We think you need these skills to ace MLOps Engineer in London
Some tips for your application π«‘
Tailor Your CV: Make sure your CV is tailored to the MLOps Engineer role. Highlight your experience with Python, CI/CD pipelines, and any relevant ML libraries. We want to see how your skills match what we're looking for!
Craft a Compelling Cover Letter: Your cover letter is your chance to shine! Use it to explain why you're passionate about MLOps and how your background makes you a great fit for our team. Keep it concise but impactful!
Showcase Your Projects: If you've worked on any projects related to ML model deployment or automation, make sure to mention them. We love seeing real-world applications of your skills, so donβt hold back!
Apply Through Our Website: We encourage you to apply directly through our website. Itβs the best way for us to receive your application and ensures youβre considered for the role. Plus, itβs super easy!
How to prepare for a job interview at Stott and May
β¨Know Your Tech Stack
Make sure youβre well-versed in the programming languages and tools mentioned in the job description, especially Python and ML libraries like PyTorch or Snowpark. Brush up on your knowledge of containerization tools like Docker and orchestration tools such as Airflow, as these will likely come up during technical discussions.

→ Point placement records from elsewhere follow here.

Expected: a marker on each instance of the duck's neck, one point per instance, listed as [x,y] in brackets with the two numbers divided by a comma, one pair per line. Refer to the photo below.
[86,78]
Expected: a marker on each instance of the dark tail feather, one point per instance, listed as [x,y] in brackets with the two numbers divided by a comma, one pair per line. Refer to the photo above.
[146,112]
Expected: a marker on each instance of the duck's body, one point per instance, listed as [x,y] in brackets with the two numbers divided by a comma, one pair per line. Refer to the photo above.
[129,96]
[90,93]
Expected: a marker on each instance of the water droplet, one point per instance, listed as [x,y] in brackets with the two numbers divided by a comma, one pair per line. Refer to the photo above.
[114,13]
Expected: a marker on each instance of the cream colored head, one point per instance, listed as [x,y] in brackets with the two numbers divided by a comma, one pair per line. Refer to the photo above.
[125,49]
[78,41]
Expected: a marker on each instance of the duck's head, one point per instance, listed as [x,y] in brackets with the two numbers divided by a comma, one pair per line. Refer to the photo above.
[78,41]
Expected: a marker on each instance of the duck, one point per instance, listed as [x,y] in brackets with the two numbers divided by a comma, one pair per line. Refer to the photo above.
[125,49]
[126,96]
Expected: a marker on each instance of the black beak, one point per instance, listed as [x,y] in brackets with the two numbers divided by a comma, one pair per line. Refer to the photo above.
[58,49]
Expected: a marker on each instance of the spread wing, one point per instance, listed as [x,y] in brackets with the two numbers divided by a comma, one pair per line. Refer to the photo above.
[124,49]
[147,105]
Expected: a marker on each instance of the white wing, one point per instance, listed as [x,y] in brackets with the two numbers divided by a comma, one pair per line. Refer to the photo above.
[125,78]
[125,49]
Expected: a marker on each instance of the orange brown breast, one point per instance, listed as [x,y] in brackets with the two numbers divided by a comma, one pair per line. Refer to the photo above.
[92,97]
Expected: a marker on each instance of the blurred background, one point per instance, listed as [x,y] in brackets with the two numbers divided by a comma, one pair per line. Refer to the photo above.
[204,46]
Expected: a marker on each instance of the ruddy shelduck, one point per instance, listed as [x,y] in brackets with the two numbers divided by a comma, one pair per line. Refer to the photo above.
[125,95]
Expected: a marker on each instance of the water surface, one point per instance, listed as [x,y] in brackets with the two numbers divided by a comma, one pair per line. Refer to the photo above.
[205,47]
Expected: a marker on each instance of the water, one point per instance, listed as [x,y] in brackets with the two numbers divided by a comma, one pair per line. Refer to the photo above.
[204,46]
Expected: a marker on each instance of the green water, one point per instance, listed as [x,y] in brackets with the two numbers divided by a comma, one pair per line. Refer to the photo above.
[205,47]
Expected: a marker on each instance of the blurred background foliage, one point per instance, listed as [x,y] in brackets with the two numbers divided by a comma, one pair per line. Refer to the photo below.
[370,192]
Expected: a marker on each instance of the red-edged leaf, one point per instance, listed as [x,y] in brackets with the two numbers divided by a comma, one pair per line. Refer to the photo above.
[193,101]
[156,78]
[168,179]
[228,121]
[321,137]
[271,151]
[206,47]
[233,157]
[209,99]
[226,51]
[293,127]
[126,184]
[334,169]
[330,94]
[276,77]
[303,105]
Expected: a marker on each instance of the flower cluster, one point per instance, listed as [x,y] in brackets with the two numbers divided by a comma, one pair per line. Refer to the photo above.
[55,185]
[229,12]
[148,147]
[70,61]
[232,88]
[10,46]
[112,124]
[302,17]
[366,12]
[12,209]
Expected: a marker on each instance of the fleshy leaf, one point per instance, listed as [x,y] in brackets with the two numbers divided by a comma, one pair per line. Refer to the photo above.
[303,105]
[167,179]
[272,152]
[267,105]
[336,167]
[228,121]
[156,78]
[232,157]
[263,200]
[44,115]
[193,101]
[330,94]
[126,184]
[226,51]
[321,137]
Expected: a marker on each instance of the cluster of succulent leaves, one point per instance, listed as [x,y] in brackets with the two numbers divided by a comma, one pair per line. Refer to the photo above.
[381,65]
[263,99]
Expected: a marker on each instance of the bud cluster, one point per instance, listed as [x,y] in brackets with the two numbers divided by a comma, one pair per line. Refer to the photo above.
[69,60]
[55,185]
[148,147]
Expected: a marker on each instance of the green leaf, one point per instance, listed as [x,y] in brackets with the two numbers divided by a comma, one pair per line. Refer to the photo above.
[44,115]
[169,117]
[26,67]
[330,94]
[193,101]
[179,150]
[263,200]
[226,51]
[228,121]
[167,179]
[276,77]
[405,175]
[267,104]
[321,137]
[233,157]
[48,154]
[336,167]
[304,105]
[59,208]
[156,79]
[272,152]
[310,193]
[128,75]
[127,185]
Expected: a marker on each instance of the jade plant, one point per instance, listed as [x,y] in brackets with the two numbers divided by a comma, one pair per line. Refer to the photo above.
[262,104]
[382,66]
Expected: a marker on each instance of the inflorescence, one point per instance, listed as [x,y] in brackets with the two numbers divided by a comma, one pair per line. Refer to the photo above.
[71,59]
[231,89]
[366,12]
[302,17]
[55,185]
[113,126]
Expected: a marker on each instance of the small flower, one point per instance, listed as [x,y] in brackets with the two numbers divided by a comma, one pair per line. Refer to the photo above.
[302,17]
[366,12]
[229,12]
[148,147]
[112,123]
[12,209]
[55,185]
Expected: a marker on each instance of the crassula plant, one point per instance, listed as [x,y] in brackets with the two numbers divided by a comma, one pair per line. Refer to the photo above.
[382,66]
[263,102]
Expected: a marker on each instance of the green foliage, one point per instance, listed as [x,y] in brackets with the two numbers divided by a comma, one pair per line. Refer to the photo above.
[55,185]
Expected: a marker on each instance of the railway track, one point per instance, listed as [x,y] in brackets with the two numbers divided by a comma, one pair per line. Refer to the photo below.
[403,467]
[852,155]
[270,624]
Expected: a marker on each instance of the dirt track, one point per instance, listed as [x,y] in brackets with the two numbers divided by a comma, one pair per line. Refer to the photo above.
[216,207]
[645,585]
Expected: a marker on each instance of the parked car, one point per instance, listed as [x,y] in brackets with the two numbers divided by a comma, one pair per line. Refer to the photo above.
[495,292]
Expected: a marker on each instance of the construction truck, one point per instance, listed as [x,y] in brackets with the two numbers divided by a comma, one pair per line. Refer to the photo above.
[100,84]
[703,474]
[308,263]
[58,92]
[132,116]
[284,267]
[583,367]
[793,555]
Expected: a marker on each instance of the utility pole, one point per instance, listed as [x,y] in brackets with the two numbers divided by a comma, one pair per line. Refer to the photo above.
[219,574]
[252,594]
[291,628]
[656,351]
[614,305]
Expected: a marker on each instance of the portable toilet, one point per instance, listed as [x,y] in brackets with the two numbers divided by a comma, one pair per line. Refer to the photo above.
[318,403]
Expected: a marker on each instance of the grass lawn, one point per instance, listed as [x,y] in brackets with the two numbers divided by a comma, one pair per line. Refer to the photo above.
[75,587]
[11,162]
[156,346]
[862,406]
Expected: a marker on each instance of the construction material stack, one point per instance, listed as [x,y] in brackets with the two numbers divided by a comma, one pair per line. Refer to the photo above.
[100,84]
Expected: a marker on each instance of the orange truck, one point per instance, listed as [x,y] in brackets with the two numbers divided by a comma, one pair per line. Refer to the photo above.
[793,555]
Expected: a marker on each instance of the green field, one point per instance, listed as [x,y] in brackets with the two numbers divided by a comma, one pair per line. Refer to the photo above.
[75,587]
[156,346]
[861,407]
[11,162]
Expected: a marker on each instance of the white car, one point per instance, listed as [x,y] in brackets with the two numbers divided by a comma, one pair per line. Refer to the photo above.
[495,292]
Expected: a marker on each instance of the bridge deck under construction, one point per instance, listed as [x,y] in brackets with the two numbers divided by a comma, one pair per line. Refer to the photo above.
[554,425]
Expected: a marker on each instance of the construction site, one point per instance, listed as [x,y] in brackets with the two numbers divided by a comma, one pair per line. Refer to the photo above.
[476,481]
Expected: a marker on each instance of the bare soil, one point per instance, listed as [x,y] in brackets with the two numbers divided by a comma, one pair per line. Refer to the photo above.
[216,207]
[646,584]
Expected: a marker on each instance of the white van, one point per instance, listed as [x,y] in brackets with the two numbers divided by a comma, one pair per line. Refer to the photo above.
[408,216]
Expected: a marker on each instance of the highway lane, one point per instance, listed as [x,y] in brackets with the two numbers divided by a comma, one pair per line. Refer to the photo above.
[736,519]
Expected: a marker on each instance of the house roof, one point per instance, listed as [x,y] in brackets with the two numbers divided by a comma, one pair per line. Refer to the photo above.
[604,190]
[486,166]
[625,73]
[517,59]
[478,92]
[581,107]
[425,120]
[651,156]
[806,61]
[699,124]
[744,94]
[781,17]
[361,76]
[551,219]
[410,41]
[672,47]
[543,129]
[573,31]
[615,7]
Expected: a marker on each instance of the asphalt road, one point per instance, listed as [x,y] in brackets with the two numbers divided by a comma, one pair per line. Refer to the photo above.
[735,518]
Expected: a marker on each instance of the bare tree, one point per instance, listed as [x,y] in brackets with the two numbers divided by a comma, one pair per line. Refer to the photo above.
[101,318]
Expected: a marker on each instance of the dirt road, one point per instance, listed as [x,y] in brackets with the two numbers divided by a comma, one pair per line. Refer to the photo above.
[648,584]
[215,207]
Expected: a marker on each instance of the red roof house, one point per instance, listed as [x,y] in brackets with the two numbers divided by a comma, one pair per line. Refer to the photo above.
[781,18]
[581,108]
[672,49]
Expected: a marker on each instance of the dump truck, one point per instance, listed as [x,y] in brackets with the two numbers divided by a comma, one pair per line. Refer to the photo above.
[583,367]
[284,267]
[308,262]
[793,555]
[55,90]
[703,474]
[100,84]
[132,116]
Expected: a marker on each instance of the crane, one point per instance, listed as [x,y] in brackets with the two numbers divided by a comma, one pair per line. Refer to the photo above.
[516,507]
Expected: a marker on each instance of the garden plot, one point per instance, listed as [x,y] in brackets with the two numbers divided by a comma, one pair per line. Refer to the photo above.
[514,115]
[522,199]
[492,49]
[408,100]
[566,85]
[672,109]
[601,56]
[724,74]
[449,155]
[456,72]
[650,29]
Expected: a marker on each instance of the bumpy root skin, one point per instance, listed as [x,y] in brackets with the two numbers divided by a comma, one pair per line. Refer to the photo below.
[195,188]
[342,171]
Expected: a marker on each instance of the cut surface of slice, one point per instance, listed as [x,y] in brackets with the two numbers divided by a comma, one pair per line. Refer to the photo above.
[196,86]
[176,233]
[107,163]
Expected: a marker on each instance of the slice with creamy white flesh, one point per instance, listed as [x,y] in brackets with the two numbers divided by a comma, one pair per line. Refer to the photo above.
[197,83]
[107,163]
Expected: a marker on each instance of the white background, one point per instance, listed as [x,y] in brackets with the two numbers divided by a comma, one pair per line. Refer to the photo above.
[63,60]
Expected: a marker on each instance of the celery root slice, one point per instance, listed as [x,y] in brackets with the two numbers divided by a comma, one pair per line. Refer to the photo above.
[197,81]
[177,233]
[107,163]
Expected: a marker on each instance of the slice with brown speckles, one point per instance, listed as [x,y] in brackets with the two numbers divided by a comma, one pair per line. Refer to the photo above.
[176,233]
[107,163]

β¨Showcase Your Collaboration Skills
Since the role involves working closely with data scientists and other stakeholders, be prepared to discuss your experience in collaborative projects. Share specific examples where youβve successfully worked in a team to ensure ML models are production-ready, highlighting your communication skills and ability to integrate feedback.
β¨Prepare for Scenario-Based Questions
Expect questions that assess your problem-solving abilities in real-world scenarios. Think about challenges youβve faced in deploying ML models or automating workflows, and be ready to explain how you approached these issues, what tools you used, and the outcomes of your actions.
β¨Understand Compliance and Security Practices
Given the importance of security and compliance in ML systems, brush up on relevant practices and be ready to discuss how youβve implemented these in past projects. This could include anything from data governance to ensuring model interpretability, so have some examples ready to share.